One Armed Handstand Madness
A article about the madness behind it
I don’t know for how long I’ve been longing for this move, this balance, this control, being able to balance on a car pretending to surf the streets. But since this is reckless, and stupid madness I can’t write an article about it. Instead I’m stuck with a much simpler and less impressive move, the one armed handstand, though it’s still madness.
The one armed handstand requires the strength of a polar bear, the balance of a puma, the agility of a hippo and the mind of monkey. Nice collection of madness right there, and if you can control all of em, you’re doing a one armed handstand.

It's for sure an awesome picture, yes that is me. The beauty of this picture that you didn't see the fall who came 1.5 seconds after this was shot. Pretty awesome when the truth is this; the total time spent on one arm was only 2 seconds...
Madness
Yes, this is the first statement I hear when I’m talking about one armed handstands. And to be honest, it is. There isn’t anything natural being on hands, especially when it comes to balance on only one of them. However if you look at the risks doing it, which ain’t to many of them, you will see that this is for sure an awesome move to learn. What are the risks behind it? Truth is none. There isn’t a long way to fall, landing on your back or head wouldn’t hurt you, I reckon the biggest risk is waving your feet until you hit something or somebody. What I’m trying to say is that if you are alone, on a desert place, and suddenly got the urge to learn a one armed handstand, there shouldn’t be a question!
If there’s people around, be sure to notify them about your waving feet and keep away from stores and breakable things like cars and ducks.
What are you thinking about?
Hopefully your not thinking about too much at this moment, that is if your find yourself upside down attempting the one armed handstand. It may help you to think that you’re a crooked pole leaning for support, but then realize that you can’t get it and decide to just stand there and wait, on one arm. Okay I admit that was a pretty bad picture, everybody knows that poles don’t have arms. What I meant to say was, try to think that you are a crazy, attention sick, starstruck, polar bear attempting a one armed handstand in front of seven amazed Eskimo’s with their newly acquired camera given from Queen Elisabeth herself in a attempt of getting a look at how English Eskimos lives, and what they encounter in the desert fields of snow and blizzards. Now in a situation like that you can’t fail and that’s the only thing you should be thinking of while attempting that one armed handstand. It’s madness.
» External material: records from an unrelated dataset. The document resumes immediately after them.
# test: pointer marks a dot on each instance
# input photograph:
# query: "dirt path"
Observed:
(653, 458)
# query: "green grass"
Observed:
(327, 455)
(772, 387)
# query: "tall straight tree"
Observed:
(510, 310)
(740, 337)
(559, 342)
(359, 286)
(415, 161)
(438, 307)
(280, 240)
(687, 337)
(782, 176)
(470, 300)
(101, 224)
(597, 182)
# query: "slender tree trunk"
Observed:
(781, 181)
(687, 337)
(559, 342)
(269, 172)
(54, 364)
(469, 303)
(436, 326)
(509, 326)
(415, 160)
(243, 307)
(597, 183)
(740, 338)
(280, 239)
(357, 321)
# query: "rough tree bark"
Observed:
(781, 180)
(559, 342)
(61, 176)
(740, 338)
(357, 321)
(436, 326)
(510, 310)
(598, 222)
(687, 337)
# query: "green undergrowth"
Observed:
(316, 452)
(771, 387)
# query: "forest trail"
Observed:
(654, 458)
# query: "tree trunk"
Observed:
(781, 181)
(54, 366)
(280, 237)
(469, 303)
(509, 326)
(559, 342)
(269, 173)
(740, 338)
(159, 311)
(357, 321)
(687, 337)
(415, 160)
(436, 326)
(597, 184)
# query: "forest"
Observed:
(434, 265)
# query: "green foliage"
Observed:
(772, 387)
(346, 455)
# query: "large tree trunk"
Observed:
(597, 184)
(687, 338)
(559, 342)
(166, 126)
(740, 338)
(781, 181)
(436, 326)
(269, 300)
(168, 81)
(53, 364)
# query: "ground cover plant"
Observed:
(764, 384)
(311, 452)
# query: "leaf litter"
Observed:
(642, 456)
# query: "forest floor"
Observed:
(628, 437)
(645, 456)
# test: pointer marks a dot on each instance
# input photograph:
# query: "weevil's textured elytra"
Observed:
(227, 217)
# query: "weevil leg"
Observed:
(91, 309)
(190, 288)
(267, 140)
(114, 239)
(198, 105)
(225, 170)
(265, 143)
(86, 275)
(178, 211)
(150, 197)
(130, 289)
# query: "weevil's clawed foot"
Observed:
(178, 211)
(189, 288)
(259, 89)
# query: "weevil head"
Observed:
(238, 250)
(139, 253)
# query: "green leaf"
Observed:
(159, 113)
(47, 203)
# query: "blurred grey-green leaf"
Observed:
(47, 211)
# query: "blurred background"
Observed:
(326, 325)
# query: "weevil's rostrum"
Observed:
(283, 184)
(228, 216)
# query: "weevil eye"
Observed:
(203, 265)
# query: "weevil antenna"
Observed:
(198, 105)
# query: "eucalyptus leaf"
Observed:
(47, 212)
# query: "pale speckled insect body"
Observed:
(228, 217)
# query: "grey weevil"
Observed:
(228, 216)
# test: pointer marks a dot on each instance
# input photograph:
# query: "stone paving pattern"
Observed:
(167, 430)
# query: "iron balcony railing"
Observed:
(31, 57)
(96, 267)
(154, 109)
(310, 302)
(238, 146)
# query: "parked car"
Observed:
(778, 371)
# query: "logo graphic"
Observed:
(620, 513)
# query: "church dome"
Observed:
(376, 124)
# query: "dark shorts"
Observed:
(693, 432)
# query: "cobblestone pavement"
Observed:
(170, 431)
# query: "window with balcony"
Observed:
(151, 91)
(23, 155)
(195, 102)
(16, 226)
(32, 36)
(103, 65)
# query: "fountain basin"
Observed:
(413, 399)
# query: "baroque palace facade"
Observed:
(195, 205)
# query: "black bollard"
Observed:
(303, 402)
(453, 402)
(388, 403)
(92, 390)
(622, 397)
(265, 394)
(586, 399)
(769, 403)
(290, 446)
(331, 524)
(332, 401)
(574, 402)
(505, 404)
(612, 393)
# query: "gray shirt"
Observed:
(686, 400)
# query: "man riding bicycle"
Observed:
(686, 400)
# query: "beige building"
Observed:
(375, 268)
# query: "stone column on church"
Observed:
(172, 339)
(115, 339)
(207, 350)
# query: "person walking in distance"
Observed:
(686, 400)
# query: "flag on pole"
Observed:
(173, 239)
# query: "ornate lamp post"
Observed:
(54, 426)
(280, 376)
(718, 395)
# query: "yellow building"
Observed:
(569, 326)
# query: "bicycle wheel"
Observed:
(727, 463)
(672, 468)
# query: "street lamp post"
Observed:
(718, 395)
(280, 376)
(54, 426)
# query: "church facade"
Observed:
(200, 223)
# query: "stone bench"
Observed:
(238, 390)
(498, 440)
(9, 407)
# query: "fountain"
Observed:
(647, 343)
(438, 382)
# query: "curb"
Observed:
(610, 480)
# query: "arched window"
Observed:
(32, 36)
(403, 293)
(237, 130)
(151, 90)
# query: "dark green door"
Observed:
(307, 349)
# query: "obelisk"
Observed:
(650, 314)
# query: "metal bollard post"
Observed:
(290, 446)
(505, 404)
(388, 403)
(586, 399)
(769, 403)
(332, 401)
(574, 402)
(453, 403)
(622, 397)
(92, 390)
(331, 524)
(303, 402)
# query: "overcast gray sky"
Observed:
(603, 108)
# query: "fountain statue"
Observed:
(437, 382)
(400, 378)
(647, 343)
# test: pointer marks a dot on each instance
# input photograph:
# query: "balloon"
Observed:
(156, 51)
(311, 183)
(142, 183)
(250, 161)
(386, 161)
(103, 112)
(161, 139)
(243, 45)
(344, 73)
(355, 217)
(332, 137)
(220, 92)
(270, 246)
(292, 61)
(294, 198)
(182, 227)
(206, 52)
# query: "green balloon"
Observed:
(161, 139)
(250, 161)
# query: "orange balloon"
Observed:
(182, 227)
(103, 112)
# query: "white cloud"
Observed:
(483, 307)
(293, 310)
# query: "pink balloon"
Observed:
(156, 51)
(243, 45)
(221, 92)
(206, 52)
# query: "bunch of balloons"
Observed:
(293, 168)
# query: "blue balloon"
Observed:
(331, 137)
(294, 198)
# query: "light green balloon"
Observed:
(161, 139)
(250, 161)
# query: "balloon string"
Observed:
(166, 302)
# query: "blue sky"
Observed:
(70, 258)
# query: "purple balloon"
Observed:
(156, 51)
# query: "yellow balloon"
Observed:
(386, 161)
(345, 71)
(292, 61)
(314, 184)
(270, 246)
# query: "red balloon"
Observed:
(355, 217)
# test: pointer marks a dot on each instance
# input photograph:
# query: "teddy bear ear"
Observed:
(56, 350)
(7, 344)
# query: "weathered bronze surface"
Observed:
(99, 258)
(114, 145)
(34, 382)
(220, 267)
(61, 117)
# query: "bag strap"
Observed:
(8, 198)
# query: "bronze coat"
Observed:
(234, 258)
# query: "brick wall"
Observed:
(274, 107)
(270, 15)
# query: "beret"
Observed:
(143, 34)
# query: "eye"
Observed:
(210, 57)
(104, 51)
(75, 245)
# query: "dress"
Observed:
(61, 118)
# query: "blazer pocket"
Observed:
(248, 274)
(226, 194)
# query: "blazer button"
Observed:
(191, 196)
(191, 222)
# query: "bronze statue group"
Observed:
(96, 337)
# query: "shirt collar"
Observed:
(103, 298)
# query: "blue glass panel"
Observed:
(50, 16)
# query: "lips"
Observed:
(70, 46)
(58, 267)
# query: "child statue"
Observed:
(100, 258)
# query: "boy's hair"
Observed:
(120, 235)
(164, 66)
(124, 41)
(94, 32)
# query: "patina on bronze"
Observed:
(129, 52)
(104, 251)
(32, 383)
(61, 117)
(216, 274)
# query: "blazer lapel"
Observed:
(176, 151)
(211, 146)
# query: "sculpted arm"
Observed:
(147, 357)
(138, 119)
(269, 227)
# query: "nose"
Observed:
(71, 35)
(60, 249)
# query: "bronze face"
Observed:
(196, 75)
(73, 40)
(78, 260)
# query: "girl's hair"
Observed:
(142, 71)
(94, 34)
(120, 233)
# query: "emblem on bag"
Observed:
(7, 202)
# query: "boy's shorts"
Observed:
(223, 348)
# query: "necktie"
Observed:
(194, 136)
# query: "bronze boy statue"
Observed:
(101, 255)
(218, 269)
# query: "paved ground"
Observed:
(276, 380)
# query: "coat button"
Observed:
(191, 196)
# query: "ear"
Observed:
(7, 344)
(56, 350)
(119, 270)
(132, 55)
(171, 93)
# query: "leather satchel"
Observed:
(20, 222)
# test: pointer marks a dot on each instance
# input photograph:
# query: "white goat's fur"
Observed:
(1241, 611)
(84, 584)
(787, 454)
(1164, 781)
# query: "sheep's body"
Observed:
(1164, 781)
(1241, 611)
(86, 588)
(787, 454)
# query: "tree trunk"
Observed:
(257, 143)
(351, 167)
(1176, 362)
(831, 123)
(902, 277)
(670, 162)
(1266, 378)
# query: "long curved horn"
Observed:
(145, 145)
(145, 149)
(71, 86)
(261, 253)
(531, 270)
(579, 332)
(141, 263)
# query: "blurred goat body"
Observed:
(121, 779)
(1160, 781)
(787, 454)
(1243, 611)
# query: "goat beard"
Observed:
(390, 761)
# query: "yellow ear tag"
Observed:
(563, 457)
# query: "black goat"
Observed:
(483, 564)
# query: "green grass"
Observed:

What you shouldn’t think..
There’s so much you shouldn’t think of attempting this. But the most important thing is not thinking that now you’ll fail, or that if you left the stove on, or how you look, or who’s taking picture of, who’s laughing at you or if the ground hurts if you fall, cause it does, or when you are failing, how you are failing, why you didn’t pick the other arm, why you did it in front of so many people with cameras, or thinking “is there a kid behind me now?”. Avoiding these and you’ll stand about two seconds longer, which will make a good snapshot like the one on the top of the article.
Reasons
There’s pros and cons for everything, however in this particular case it’s just pros. What on earth could be negative controlling a one armed handstand. I mean come on. I should also notify that being able to stand on one hand balancing creates a lot of tension in the crowd, a bit of gasping and mouth dropping jaws which is a very good reason to do it. It’s ever so fun watching people who have funny looking grimaces locked on you.
The technique
If you’re not worried about the technique itself, you should. Not only is it hard balancing on two hands, but it’s even worse when you have to lean to one side or another to create the balance needed, and the worst part is: there is so many different ways to position your feet that it isn’t even fun! Spread legs, closed legs, bent legs, one bent leg, bent different directions and so on. However it’s said that the two easiest and perhaps most used ones are the spread and closed legs variate.
Another part of the technique is how far you have to lean to either side, the balance point is hard to find, and even harder to maintain once found, but when you do find it try to get there at every other attempt and hold the position as long as possible. You will get it someday. And when I get it someday I’ll write an tutorial about it, and not a wishful article.